The Pleiades cluster is also of interest in formal astronomy and astrophysics, as being a cluster, and not merely stars along nearly the same line of sight. It had been worked out in 1767 that the probability of a chance alignment of so many bright stars was only 1 in 500,000, which strongly suggests that the Pleiades must be physically related. This has since been confirmed, by comparison of the apparent motion of the stars with reference to the Solar System, that they were moving together.
The group of stars are now known to be a relatively young formation of hot blue and very luminous stars in the early stages of development. The Pleiades are also among the nearest cluster to the earth, which makes them so clearly visible to the naked eye. This feature has also made it possible to estimate their distance from the earth. As there is a relationship between the real brightness of star and its colour, which indicates its temperature, knowing the distance of the Pleiades helps estimate the distances of other stars of which we know only the colour and the reduced brightness as apparent here on the earth.
Date of Sappho's poem
The aim of the study by the Texas and Thailand trio, the authors say in their paper, was to take a fresh look at the seasonal dating of Sappho‘s Midnight Poem. Earlier estimates were based on considerations like, “ it is in early spring that poets’ thought turn towards love”, or the study by Herschberg and Mebius in 1990, largely based on descriptive arguments. The effect of precession of the equinoxes, or the cyclic change in the orientation of axis of the earth reference to the plane of its orbit around the sun, was also taken into account by Herschberg and Mebius, but they did not employ modern astronomical software to accurately estimate the local time of the sighting.
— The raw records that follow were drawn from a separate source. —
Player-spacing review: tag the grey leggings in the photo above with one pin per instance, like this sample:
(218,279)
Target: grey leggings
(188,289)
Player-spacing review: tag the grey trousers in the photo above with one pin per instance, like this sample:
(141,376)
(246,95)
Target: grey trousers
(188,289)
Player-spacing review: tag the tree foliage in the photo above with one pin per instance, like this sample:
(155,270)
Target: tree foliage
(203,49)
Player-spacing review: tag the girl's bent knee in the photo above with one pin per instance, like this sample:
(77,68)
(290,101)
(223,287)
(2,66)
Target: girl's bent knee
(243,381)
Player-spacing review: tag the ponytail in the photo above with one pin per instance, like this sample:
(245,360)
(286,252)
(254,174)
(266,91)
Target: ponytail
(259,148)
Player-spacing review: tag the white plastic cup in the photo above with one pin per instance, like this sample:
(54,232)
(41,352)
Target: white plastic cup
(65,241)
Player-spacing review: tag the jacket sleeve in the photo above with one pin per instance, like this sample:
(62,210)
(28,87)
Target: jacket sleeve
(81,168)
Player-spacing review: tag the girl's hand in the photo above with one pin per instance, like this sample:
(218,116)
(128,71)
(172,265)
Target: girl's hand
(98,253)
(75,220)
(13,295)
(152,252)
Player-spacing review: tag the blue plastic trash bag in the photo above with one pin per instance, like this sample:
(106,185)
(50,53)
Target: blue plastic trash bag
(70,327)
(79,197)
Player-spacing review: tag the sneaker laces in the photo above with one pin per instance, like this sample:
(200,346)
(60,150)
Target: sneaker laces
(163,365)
The present study is based on working out the exact date on which the Pleiades formation would have set, taking the year 570 BCE as reference. The researchers used the software package, Starrynight, which produces sky maps of any year of choice, like the sky over Bethlehem on the first Christmas or of asteroid near-hits predicted even centuries from now. And along with this they also used the night sky snapshots for 570 BC using the Digistar 5 software, which works out the night sky for projection on the dome of the planetarium.
The result of the work was that the earliest date the Pleiades could have set at midnight in 570 BCE is 25th January. On earlier dates, the Pleiades would have set after midnight. As we are not sure of the timekeeping device that Sappho may have used to know when it was midnight, the researchers also checked out till what date the Pleiades would have been visible at all, after dusk, at night. This date was found to be 6th April.
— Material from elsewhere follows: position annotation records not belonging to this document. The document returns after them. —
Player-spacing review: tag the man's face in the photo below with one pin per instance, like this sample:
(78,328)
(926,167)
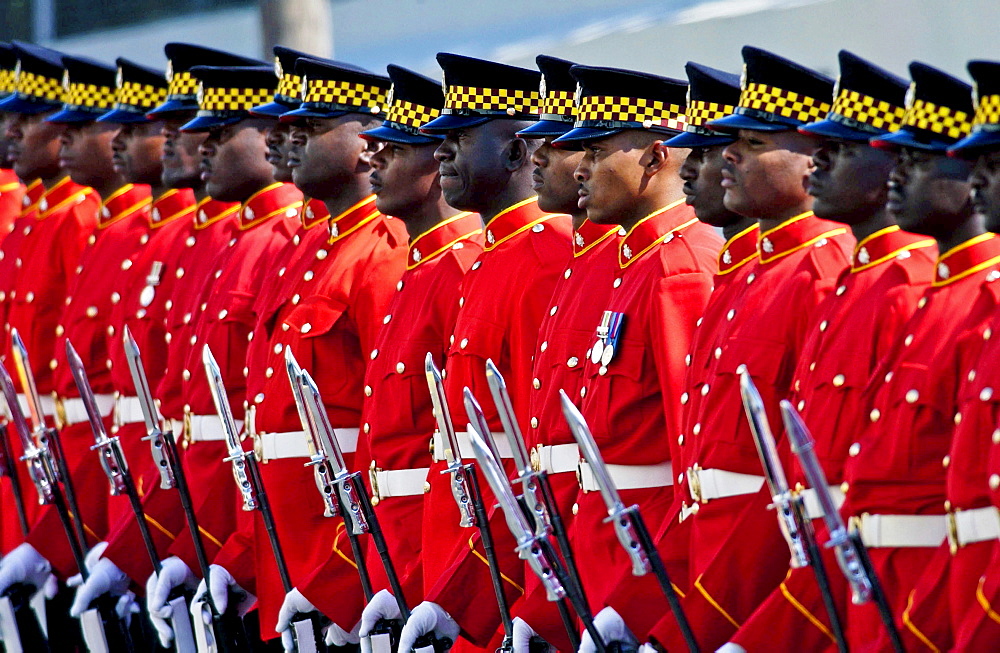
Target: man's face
(553,178)
(611,175)
(279,143)
(86,153)
(702,175)
(34,146)
(849,180)
(985,182)
(473,164)
(766,173)
(181,154)
(326,154)
(404,179)
(928,192)
(137,152)
(233,165)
The conclusion is hence only that time the poem refers to is between midwinter and early spring, a result which is in keeping with earlier estimates, including that of Herschberg and Mebius. That the astronomical record by Sappho in the course of a poetic sally should be confirmed as scientifically accurate is to build a bridge between ancient literary and scientific creativity. “Sappho should be considered an informal contributor to early Greek astronomy as well as to Greek society at large,” Manfred Cuntz says. Not many ancient poets comment on astronomical observations as clearly as she does.”